De acordo com a organização de saúde americana American Heart Association, citada pela revista americana Parade, a recomendação para adultos saudáveis é clara: um ovo por dia. Esta orientação baseia-se num estudo de larga escala que acompanhou mais de 500 mil pessoas e concluiu que quem incluía um ovo diário na dieta tinha menor risco de doenças cardíacas e acidentes vasculares cerebrais.
Quando um ovo é suficiente, e quando pode comer mais
Segundo a mesma fonte, consumir dois ovos ao pequeno-almoço ocasionalmente, ou mesmo na maioria dos dias, ainda é considerado seguro. Esta ideia é sustentada por um estudo publicada na revista científica de nutrição americana The American Journal of Clinical Nutrition, que analisou participantes que comeram 12 ovos por semana durante três meses e não verificou aumento no risco cardiovascular.

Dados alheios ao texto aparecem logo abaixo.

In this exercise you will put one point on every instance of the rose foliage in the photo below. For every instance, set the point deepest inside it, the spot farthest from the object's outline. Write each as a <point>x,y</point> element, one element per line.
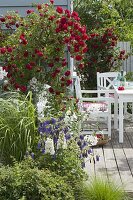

Mohamed Dahodwala, cardiologista sénior do Saint Anthony Hospital em Chicago, explicou à publicação que o ovo é “uma ótima escolha” por fornecer proteína de qualidade, ácidos gordos essenciais e vitaminas tanto na gema como na clara. Ainda assim, o especialista reforça que a sua recomendação é manter-se no limite de um por dia.
Já Sergiu Darabant, cardiologista do Centro médico especializado em cardiologia americano Miami Cardiac & Vascular Institute, parte da rede hospitalar americana Baptist Health South Florida, acrescenta que o consumo moderado pode até estar associado a uma “redução modesta” no risco de doenças cardiovasculares ou de acidente vascular cerebral.
As exceções à regra
Darabant alerta, no entanto, que pessoas com colesterol elevado devem ter atenção especial ao consumo. “Não recomendo aumentar a ingestão atual de colesterol na dieta, pois o consumo elevado de ovos pode contribuir para o excesso de colesterol, especialmente quando combinado com dietas ricas em gordura saturada”, afirmou.
Dahodwala lembra também que, para quem tem colesterol alto, não é aconselhável acompanhar os ovos com queijo ou fritos. Por outro lado, admite que idosos com perda de peso significativa podem beneficiar de um aumento na ingestão, devido às maiores necessidades proteicas.
E para atletas?
No caso dos atletas, Darabant reconhece que comer mais do que um ovo por dia pode ser benéfico, mas defende que o ideal é consultar um nutricionista especializado em desporto para ajustar a dieta às necessidades energéticas e de recuperação.
No final, a resposta à questão sobre “quantos ovos devemos comer” é mais simples do que parece para a maioria da população: um por dia é o número de referência, com espaço para ajustes em situações específicas e devidamente acompanhadas por profissionais de saúde.